The State Department is believed to have records of whether or not the person who applied for a U.S. visa and travelled as Bola Tinubu in the 1970s is the same person running Nigeria today.
The FBI could explain how Tinubu became involved in drugs in the U.S. and other criminal charges that he might have faced but which were not in public records.
The court filings came as Tinubu maintained in court that he did not commit any crimes during his decades-long residency in the U.S.

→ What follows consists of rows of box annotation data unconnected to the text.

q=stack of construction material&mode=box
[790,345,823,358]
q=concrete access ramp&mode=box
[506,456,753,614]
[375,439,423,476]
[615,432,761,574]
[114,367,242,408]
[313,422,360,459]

Tinubu also asserted ownership of his identity, despite indications, he might have changed names and education records in the past. Mr Tinubu’s real identity and education records contain omissions and contradictions that he has not explained to the public. For instance, the Nigerian president had said under oath to the electoral office INEC, while seeking to be Lagos governor in 1999, that he attended the prestigious University of Chicago.
The university has since disowned Tinubu. Another American school, Chicago State University, confirmed a Bola Tinubu attended the school but did not say whether it was the Nigerian president.
Documents from the school showed that a person bearing Bola Tinubu, who attended the school in the 1970s, was a female.
Tinubu also stated under oath in 1999 that he attended primary and secondary schools in Lagos and Ibadan in the 1950s and 1960s, but he removed these from his latest Independent National Electoral Commission (INEC) application form ahead of this year’s general elections in February. He did not explain why he removed the claims, although there was no evidence that the primary school he said he attended ever existed in Nigeria.
Tinubu, 71, was accused of money laundering in U.S. court documents in 1993. He forfeited $460,000 at the time.
“This office will not be able to respond within the 20 days provided by the statute due to unusual circumstances,” the State Department said in a May 15, 2023, letter to Greenspan.
Previously on August 4, 2022, the FBI sent a message to Greenspan, saying: “Please be advised that ‘unusual circumstances’ apply to the processing of your request.” But on March 22, 2023, the FBI said it would try to release all documents relating to Tinubu in its possession, but not until January 2026 at the earliest.
Other agencies, including the Department of Treasury’s Internal Revenue Service and the Drug Enforcement Administration, also said they wouldn’t release the documents on the same grounds. The FBI also said Greenspan “failed to demonstrate that the requested information is in the public interest because it is likely to contribute significantly to public understanding of the operations and activities of the government.”
But the activist promptly responded by detailing how Tinubu’s drug forfeiture case in Chicago drew the most eyes to his organisation’s website over the past year. The website has over 15 million records.